Yes, but an answer exists.

tcoppi · on Sept 30, 2016

...an answer always exists, even in pure scientific research. Nothing is inexplicable.

tedmiston · on Sept 29, 2016

Why not? The research just happened in grad school [1] before the startup.

[1]: http://citeseer.ist.psu.edu/viewdoc/summary?doi=10.1.1.109.4...

nostrademons · on Sept 29, 2016

"Research team and 5 years" != "Two [1] grad students and 2.5 years".

Dropbox, BTW, was 4-5 engineers and 1.5 years.

[1] Actually more like 4-5, Larry & Sergey had help.

x0x0 · on Sept 30, 2016

Google's other big innovation was building with commodity machines instead of high-end servers. That definitely puts them in the hard software tech category.

mrDmrTmrJ · on Oct 2, 2016

I'm personally sympathetic to "I'll need a research team and five years" missions. I think both university research and xkcd are great! But it's a critically different from YC's definition that:

Hard tech = "There is doubt that the technology can be built at all."

Though many pieces of technology face huge doubts, what's key is often a team can get to a working prototype or partial release in way less than 5 years! (E.g. Dropbox.) YC is exactly the type of environment to refocus a 'research style' team exclusively on demonstrable progress.

The problem with the xkcd definition (if attempted in a startup) is very few research teams can continue to fundraise for 5 years without a product or significant prototype.

A partial solution to the "doubted" tech is often good enough to build a great company.

aojwida083ajfo · on Sept 29, 2016

>This is pretty much just a few days of sitting in GDB for the right engineer[1]. Now, maybe it require people experienced with debugging tools, but...

As someone sort-of familiar with gdb (but not extensively so) I have no idea how I'd do that. Can you point me in the right direction?

arghnoname · on Sept 30, 2016

I don't use a Mac, but assuming Finder will detect that if its view is of a folder and items are added to the folder elsewhere, Finder's view will be updated to reflect this:

Use dtrace and create a lot of such events. They're presumably using kqueue or some event mechanism to be notified when the file arrives. Do this with many file types if they look different in Finder. Somewhere in there should also be a read that corresponds to the dirent. You can break on these things.

attach the debugger and create the events. Step through the code to find when these things are read. Attempt to discern how what is read differs between file types. Do stuff like make files with conspicuous attributes (e.g., file size), because it's easier to correlate from traces. The data is probably a file containing file metadata somewhere.

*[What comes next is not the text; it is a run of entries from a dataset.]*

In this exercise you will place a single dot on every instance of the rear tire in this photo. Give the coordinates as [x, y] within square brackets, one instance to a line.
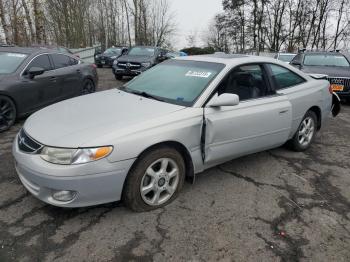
[8, 113]
[155, 180]
[305, 134]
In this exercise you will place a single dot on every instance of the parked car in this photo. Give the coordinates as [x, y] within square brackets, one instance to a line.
[335, 65]
[60, 49]
[175, 120]
[32, 78]
[138, 60]
[285, 57]
[107, 57]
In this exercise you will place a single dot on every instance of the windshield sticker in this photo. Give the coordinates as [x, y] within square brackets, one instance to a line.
[16, 55]
[198, 74]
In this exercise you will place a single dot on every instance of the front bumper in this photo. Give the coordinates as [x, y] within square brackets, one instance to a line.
[95, 183]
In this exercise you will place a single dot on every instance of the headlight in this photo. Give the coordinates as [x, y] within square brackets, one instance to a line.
[146, 64]
[67, 156]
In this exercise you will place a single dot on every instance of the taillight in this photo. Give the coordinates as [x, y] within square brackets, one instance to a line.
[330, 89]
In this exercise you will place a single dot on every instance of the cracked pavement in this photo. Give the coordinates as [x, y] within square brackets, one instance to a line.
[276, 205]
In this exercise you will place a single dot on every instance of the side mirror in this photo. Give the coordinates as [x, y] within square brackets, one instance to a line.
[35, 71]
[296, 64]
[224, 100]
[162, 57]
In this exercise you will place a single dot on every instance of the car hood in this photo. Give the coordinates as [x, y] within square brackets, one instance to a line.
[78, 122]
[329, 71]
[108, 55]
[135, 58]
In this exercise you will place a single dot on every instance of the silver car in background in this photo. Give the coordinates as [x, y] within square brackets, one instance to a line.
[139, 143]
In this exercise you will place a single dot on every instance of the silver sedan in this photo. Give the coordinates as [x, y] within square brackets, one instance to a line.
[139, 143]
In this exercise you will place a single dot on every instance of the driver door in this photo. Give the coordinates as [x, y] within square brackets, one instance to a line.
[42, 89]
[262, 120]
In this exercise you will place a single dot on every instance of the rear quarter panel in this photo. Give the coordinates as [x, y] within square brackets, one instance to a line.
[305, 96]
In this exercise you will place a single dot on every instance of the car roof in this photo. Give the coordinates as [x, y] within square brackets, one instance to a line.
[227, 59]
[322, 53]
[27, 50]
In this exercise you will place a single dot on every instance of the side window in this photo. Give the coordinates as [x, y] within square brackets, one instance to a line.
[297, 59]
[73, 61]
[284, 78]
[41, 61]
[248, 82]
[60, 60]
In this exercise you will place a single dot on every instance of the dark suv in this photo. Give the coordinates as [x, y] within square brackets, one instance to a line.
[107, 57]
[335, 65]
[138, 60]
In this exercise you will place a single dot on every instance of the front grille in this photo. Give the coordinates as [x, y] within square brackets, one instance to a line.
[27, 144]
[127, 65]
[340, 81]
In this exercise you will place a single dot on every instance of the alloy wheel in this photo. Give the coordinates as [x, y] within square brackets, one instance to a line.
[306, 131]
[160, 182]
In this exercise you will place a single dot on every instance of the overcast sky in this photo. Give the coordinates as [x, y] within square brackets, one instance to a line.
[192, 16]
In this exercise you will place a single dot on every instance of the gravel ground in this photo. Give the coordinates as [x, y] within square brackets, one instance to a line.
[276, 205]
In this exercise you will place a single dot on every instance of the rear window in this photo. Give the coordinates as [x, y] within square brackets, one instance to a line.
[286, 57]
[9, 62]
[61, 60]
[284, 78]
[326, 60]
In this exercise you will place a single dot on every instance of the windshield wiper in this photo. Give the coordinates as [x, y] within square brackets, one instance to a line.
[139, 93]
[147, 95]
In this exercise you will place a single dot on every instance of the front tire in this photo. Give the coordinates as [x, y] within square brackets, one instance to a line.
[155, 180]
[8, 113]
[305, 134]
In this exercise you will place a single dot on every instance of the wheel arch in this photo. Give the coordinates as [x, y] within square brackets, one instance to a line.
[318, 113]
[180, 148]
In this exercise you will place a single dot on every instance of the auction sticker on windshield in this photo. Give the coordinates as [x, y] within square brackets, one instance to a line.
[198, 74]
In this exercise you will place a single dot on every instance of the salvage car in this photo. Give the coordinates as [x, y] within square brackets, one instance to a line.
[138, 60]
[32, 78]
[181, 117]
[335, 65]
[109, 56]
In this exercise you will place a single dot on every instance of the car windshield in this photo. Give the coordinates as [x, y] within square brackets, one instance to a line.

This is probably mostly looking at the bytes coming off the read. dtrace makes this easy because you can trigger it to set a flag when the kqueue event fires and then just dump bytes and locations from file reads/opens. If it's more integrated into the OS Finder would have to have its own special syscalls to read stuff off inodes or whatever. You'd be able to see those happening too.

Once you think you know how it works, give it a try. Rinse and repeat.

Now it may be you have surprises here and there and it's kind of annoying, but I'd be surprised if I couldn't do it.

AndrewKemendo · on Sept 29, 2016

My definition of hard tech, as applied to software, is "Software where you need to use scientific-method trial-and-error to build core pieces of the product."

I think that's a great definition actually and fits with how ML systems are built.

x0x0 · on Sept 30, 2016

How about things like

* jvm -- it wasn't clear you could build a vm that was fast enough to compete with c++;

* c2 compiler inside the jvm -- also not clear you could do this, fast enough, or one that optimized enough to care about

* azul systems / zing -- could you build a gc that tolerates terabit allocation rates w/o stop-the-world pauses?

FullyFunctional · on Sept 30, 2016

Sorry, no, JVM was not even innovative, let alone "hard tech". There were lots and lots of previous examples of doing the same (and better) than JVM, see for example the Smalltalk and Lisp world.

IMO, the only thing on your list that comes close is the Azul GC which, in my limited understanding, actually advanced the state of the art.